Você me representa, Yuki

Foi como Gustavo Kuerten surgindo do nada pra ganhar Roland Garros. Foi como o minúsculo Leicester vencendo um Campeonato Inglês que é dominado por três ou quatro clubes bilionários. Quer saber? Não é nada disso. Não há paralelos. A façanha do japonês Yuki Kawauchi não encontra qualquer elemento de comparação.

O mundo das grandes maratonas está pequeno hoje em dia. Cabe todo em dois únicos países, Quênia e Etiópia. Eles e elas ganham todas. Ou com seus passaportes originais ou com o documento do país que se naturalizaram. Kawauchi subverteu isso e espantou o planeta. Nunca antes um amador fez o que ele fez. O japonês é administrador de uma escola em Saitama, no Japão. Treina apenas uma vez por dia. De vez em quando, corre fantasiado de panda. Sua planilha é estranha, pra dizer o mínimo. Corre em um ritmo confortável (12 km/h) cinco vezes por semana. Em um único dia, faz treinos intervalado de velocidade. No sétimo dia, encara subidas e descidas em trilhas. Seu volume semanal é alto para amadores (150 km semanais) e baixo para atletas de elite.
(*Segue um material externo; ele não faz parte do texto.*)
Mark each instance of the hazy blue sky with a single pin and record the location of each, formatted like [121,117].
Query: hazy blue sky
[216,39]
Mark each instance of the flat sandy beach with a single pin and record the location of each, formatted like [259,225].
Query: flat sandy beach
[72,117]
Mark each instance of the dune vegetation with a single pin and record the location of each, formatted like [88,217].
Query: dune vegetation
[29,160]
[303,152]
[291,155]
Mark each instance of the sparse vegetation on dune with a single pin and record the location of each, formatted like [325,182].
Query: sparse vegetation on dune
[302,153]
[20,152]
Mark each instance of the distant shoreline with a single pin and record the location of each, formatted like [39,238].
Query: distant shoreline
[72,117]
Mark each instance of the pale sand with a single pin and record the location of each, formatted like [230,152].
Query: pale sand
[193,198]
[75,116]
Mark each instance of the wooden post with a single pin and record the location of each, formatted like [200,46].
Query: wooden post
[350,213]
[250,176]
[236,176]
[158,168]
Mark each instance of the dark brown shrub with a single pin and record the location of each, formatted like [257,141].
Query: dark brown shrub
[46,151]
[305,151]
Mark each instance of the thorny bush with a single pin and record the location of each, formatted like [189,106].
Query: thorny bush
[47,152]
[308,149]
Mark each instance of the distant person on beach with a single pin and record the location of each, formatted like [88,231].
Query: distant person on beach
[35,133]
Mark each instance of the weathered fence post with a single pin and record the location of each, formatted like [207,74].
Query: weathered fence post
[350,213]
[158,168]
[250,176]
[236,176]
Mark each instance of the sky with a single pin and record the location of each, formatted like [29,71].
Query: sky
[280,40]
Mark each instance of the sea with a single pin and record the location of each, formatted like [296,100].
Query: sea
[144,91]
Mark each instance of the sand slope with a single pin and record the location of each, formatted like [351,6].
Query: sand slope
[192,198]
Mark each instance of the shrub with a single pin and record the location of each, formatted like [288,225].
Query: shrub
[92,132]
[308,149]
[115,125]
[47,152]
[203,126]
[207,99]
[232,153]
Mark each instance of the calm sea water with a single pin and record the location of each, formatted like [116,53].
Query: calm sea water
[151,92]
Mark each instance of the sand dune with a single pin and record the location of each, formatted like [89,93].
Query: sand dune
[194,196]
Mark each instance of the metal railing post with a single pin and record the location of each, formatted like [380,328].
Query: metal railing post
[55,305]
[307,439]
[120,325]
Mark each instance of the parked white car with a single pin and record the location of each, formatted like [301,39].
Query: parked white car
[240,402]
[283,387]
A estranha planilha semanal de Kawauchi

 

Pois Yuki Kawauchi venceu a principal maratona do mundo. Boston, em um dia congelante, se rendeu ao ímpeto do japonês maluco que corre balançando os braços e desperdiçando energia. Chovia, fazia frio e ventava forte. A umidade do ar ficava perto de 100%, a turma literalmente respirava água. Kawauchi já havia vencido maratonas menores e tinha um respeitabilíssimo 2h08min no currículo. Era um fenômeno antes de a prova começar. Mas, quando Boston terminou, já se tornara lenda. Ele correu com nove atletas mais rápidos e campeões. Era quase uma certeza que um africano venceria a prova. Talvez um americano, vá lá. Não um japonês, jamais um amador.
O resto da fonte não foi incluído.